Perth Glory owner Tony Sage's revelation that he may stand down players amid an ongoing pay dispute has left the FFA and the players union frustrated.
The outspoken Glory boss says his club is facing a reduction in revenues of up to 75 per cent due to falling broadcast and gate income during the COVID-19 crisis.
A-League players voted last week to reject a proposed 30 per cent pay cut for the 2020-21 campaign from clubs as part of a collective bargaining agreement process with Professional Footballers Australian (PFA).
Sage says he may have no option but to stand players and staff down after the proposal was knocked back.
"Our revenue from the broadcast rights has dropped by almost 50 per cent and in light of the unprecedented worldwide pandemic, our gate receipts remain uncertain because of WA's hard borders," Sage said in an open letter to Glory members.
"These border restrictions will be another huge hit to our revenue of about 30 per cent.
"So in total, Glory's total revenue may drop by up to 75 per cent for the upcoming season."
During the coronavirus enforced shutdown of the past season, all Australian-based A-League clubs except Melbourne City, Sydney FC and Melbourne Victory stood down players.
A short-term deal - which involved heavy player pay cuts - was then agreed in order to complete the campaign.

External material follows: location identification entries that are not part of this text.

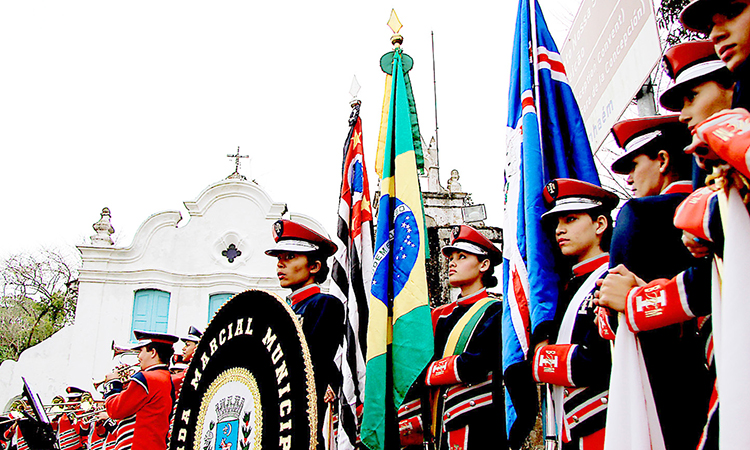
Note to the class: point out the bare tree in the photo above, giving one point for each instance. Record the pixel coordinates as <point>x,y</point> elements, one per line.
<point>39,295</point>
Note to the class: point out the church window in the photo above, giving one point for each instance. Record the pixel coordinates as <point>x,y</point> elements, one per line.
<point>214,303</point>
<point>150,311</point>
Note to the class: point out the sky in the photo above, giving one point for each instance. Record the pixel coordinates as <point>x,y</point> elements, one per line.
<point>135,105</point>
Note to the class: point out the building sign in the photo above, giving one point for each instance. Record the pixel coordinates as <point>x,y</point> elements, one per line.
<point>609,53</point>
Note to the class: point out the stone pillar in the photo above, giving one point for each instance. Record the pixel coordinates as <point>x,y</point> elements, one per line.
<point>104,230</point>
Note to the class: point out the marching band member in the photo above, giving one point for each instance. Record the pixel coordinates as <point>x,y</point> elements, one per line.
<point>71,432</point>
<point>577,361</point>
<point>301,265</point>
<point>703,86</point>
<point>188,350</point>
<point>646,242</point>
<point>144,403</point>
<point>467,366</point>
<point>727,24</point>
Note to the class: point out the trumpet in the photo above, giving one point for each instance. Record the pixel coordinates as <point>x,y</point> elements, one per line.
<point>92,415</point>
<point>120,351</point>
<point>122,372</point>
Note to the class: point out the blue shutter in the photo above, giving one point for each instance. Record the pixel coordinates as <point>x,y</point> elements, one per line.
<point>215,302</point>
<point>150,311</point>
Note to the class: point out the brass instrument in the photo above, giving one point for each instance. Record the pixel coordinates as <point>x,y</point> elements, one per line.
<point>120,351</point>
<point>123,372</point>
<point>92,415</point>
<point>19,405</point>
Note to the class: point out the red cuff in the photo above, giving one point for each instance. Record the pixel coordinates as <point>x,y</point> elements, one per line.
<point>443,371</point>
<point>603,323</point>
<point>410,431</point>
<point>728,135</point>
<point>693,214</point>
<point>658,304</point>
<point>552,364</point>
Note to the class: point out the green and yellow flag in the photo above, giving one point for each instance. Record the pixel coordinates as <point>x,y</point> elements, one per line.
<point>399,332</point>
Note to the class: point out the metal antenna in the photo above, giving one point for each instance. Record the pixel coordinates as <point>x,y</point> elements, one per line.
<point>434,87</point>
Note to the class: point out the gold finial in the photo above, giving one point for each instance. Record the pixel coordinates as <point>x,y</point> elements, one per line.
<point>395,26</point>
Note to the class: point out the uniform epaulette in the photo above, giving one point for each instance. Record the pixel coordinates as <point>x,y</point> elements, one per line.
<point>140,378</point>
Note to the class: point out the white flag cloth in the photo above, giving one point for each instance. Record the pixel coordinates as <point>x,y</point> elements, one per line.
<point>731,333</point>
<point>632,421</point>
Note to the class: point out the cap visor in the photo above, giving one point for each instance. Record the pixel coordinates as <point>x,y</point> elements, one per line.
<point>622,164</point>
<point>569,207</point>
<point>463,247</point>
<point>672,98</point>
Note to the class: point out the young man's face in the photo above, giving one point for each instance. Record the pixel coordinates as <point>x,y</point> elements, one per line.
<point>698,104</point>
<point>730,33</point>
<point>188,350</point>
<point>294,270</point>
<point>576,235</point>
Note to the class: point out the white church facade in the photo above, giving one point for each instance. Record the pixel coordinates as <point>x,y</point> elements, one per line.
<point>177,272</point>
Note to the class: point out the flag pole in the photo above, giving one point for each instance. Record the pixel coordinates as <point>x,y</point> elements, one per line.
<point>434,90</point>
<point>546,411</point>
<point>535,67</point>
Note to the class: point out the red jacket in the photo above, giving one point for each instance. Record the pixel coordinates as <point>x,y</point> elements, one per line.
<point>143,410</point>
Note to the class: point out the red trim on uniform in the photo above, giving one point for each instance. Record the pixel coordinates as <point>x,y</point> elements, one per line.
<point>603,324</point>
<point>594,441</point>
<point>527,101</point>
<point>443,371</point>
<point>713,406</point>
<point>552,364</point>
<point>410,431</point>
<point>471,403</point>
<point>304,293</point>
<point>727,135</point>
<point>692,215</point>
<point>473,298</point>
<point>441,312</point>
<point>678,187</point>
<point>586,410</point>
<point>555,66</point>
<point>458,439</point>
<point>659,303</point>
<point>590,265</point>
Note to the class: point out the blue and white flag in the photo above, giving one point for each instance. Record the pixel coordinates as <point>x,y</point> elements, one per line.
<point>546,139</point>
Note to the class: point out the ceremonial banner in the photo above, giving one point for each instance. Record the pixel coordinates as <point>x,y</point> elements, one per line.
<point>352,275</point>
<point>546,139</point>
<point>399,340</point>
<point>250,384</point>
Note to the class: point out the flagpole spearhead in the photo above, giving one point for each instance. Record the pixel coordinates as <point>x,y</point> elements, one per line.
<point>353,91</point>
<point>395,26</point>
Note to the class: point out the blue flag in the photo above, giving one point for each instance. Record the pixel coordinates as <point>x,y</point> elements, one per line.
<point>546,140</point>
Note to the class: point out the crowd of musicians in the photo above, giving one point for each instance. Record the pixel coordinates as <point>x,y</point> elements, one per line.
<point>650,271</point>
<point>137,405</point>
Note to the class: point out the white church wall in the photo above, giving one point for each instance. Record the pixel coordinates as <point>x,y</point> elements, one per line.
<point>181,256</point>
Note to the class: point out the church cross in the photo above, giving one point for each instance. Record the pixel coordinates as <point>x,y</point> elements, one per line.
<point>237,157</point>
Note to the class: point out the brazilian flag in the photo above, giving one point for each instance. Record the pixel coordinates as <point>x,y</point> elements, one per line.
<point>399,332</point>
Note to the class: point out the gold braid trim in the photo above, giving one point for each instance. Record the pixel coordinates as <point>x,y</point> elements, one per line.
<point>725,177</point>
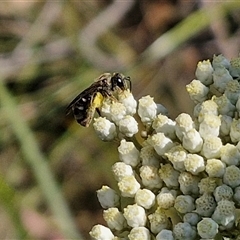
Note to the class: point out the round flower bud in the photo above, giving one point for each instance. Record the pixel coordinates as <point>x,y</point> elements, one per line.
<point>147,109</point>
<point>184,123</point>
<point>235,131</point>
<point>207,228</point>
<point>223,192</point>
<point>128,126</point>
<point>164,125</point>
<point>158,221</point>
<point>184,203</point>
<point>215,168</point>
<point>231,176</point>
<point>220,61</point>
<point>205,205</point>
<point>128,153</point>
<point>207,185</point>
<point>221,77</point>
<point>166,198</point>
<point>224,213</point>
<point>188,183</point>
<point>127,99</point>
<point>121,169</point>
<point>232,91</point>
<point>210,125</point>
<point>204,72</point>
<point>192,141</point>
<point>235,67</point>
<point>211,147</point>
<point>139,233</point>
<point>184,231</point>
<point>149,156</point>
<point>161,143</point>
<point>128,186</point>
<point>165,235</point>
<point>145,198</point>
<point>107,197</point>
<point>169,175</point>
<point>100,232</point>
<point>150,177</point>
<point>230,154</point>
<point>117,111</point>
<point>177,155</point>
<point>192,217</point>
<point>194,164</point>
<point>105,129</point>
<point>197,91</point>
<point>207,107</point>
<point>135,216</point>
<point>114,218</point>
<point>225,107</point>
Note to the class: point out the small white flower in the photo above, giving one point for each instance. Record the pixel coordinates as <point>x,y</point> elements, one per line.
<point>166,198</point>
<point>128,153</point>
<point>211,147</point>
<point>210,125</point>
<point>177,155</point>
<point>207,228</point>
<point>231,176</point>
<point>197,91</point>
<point>232,91</point>
<point>184,204</point>
<point>161,143</point>
<point>235,67</point>
<point>128,186</point>
<point>165,125</point>
<point>193,218</point>
<point>114,218</point>
<point>127,99</point>
<point>169,175</point>
<point>230,154</point>
<point>224,213</point>
<point>135,216</point>
<point>158,221</point>
<point>215,168</point>
<point>100,232</point>
<point>147,109</point>
<point>205,205</point>
<point>192,141</point>
<point>235,131</point>
<point>194,164</point>
<point>225,107</point>
<point>223,192</point>
<point>128,126</point>
<point>184,231</point>
<point>117,111</point>
<point>220,61</point>
<point>105,129</point>
<point>188,183</point>
<point>121,169</point>
<point>184,123</point>
<point>145,198</point>
<point>138,233</point>
<point>150,177</point>
<point>107,197</point>
<point>165,235</point>
<point>204,72</point>
<point>221,77</point>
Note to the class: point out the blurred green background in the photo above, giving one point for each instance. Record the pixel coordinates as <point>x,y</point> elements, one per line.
<point>50,51</point>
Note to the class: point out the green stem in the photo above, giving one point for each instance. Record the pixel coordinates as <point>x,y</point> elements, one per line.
<point>39,165</point>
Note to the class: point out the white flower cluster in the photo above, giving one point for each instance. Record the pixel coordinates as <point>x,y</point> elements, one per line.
<point>183,182</point>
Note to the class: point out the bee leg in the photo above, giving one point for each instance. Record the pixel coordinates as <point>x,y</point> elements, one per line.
<point>98,111</point>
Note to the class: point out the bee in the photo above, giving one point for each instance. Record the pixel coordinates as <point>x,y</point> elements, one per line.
<point>91,99</point>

"Some other clubs will also stand down players and staff, other clubs may pay 50 per cent of current salaries, but all owners are unanimous in offering the players a 30 per cent reduction for the upcoming season because that's all the money there is," Sage said.
In response to Sage's comments, an FFA spokesman said it was an underwhelming start to the club's independent management of the competition, which was achieved via an in-principle agreement in July.
"The game is in good shape, but the league requires significant work," the spokesman told AAP.
"This is where the owners come in with the original intent of the unbundling of the leagues from FFA."
The PFA said Sage's comments were disappointing with Glory players scheduled to hold further talks with the club on Monday.
"Attempts to pressure the players through threats and misleading commentary is unhelpful and damaging, particularly while the players continue to work in good faith to reach a solution," co-chief executive Beau Busch said.
The PFA has previously stated players have already had to make a financial sacrifice and it's unfair for them to be asked to accept further cuts for next season.
While the FFA is not directly involved in the negotiations, chief executive James Johnson has warned the governing body will intervene if the two parties cannot reach an agreement.